I’m currently reading (on @drmackiver’s recommendation) Across the Board by John J Watkins, a study of the mathematical side of some chessboard-related puzzles. Among them is using knight’s tours to generate magic squares, which is the kind of useless but pleasing trick I am absolutely here for.

So I’m just as pleased that today’s entry in the DOME is also about magic squares – in particular, most-perfect magic squares.

What is the Ollerenshaw-Brée Theorem

I quote Robin Whitty of Theorem of the Day:

Let $n$, a positive integer, have prime factorisation $n = p_1^{s_1} p_2^{s_2}\dots p_r^{s_r}$, in which $p_1 = 2$ and $s_1 \ge 2$, so that $n$ is doubly even ((“A multiple of four,” as I would have it)). The number of $n \times n$ most-perfect magic squares, up to horizontal, vertical and diagonal symmetry, is given by:

$N(n) = M(n) \sum_{v=0}^{\tau(n)} W(v) \left[ W(v) + W(v+1)\right]$,

where $\tau(n)$ is the number of divisors of $n$; $M(n)$ is given by $M(n) = 2^{n−2} \left[(n/2)!\right]^2$; and $W(v) = \sum_{i=0}^{v} (-1)^{v+i} \nCr{v+1}{i+1} \Product_{j=1}^{r} \nCr{s_j+i}{i}$

What’s a most-perfect magic square?

A most-perfect magic square is one that satisfies two conditions:

  • Any cell in the grid has one natural ‘opposite’ cell, the one that’s $n/2$ units away diagonally. In a most-perfect magic square, the numbers in a cell and its opposite sum to $n^2-1$.
  • The numbers in any 2-by-2 block in the grid sum to $2\left(n^2-1\right)$

For example, Whitty gives the example (and how to construct it):

0 14 5 11
7 9 2 12
10 4 15 1
13 3 8 6

Every row, column, diagonal, split diagonal (such as 14-2-1-13 or 14-7-1-8) and 2-by-2 block in the grid sums to 30.

Why is it interesting?

Well, because magic squares are kind of cool. But beyond that, the Ollerenshaw-Brée formula was the first counting formula for any class of magic squares.

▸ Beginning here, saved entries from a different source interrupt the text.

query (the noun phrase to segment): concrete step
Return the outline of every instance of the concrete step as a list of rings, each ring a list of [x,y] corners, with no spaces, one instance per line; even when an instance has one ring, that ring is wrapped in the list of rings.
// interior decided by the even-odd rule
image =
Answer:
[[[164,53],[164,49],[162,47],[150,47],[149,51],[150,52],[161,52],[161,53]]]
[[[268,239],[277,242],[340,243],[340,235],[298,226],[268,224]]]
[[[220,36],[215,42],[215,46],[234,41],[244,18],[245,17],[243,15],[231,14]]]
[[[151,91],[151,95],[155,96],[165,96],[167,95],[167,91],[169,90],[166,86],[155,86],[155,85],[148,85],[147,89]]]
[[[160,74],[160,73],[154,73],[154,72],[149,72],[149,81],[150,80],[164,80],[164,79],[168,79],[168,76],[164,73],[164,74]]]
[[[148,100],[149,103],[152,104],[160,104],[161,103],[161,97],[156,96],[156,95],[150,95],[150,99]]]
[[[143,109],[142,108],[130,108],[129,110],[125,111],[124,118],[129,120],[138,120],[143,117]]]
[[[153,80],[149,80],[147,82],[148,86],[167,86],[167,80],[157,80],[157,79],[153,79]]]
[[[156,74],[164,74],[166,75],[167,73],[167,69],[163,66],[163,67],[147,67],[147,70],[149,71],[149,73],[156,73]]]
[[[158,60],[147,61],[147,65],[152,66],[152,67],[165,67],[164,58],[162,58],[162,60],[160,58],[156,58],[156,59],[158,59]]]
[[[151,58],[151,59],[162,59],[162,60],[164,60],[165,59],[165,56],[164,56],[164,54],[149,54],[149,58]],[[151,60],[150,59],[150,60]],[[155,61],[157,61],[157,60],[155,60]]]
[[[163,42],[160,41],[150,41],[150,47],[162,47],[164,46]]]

Who was Kathleen Ollerenshaw?

Kathleen Timpson was born in Withington, Manchester in 1912. She became both deaf ((She wouldn’t have an effective hearing aid until 1949)) and fascinated by mathematics at school, studying at Lady Barn House School in Cheadle and St Leonards in St Andrews. She studied maths at Somerville College, Oxford and remained there to earn her DPhil in 1945.

After the Second World War, Ollerenshaw ((She married Robert in 1939)) lectured part-time at the University of Manchester and took an active part in local and national politics. She died in 2014, aged 101.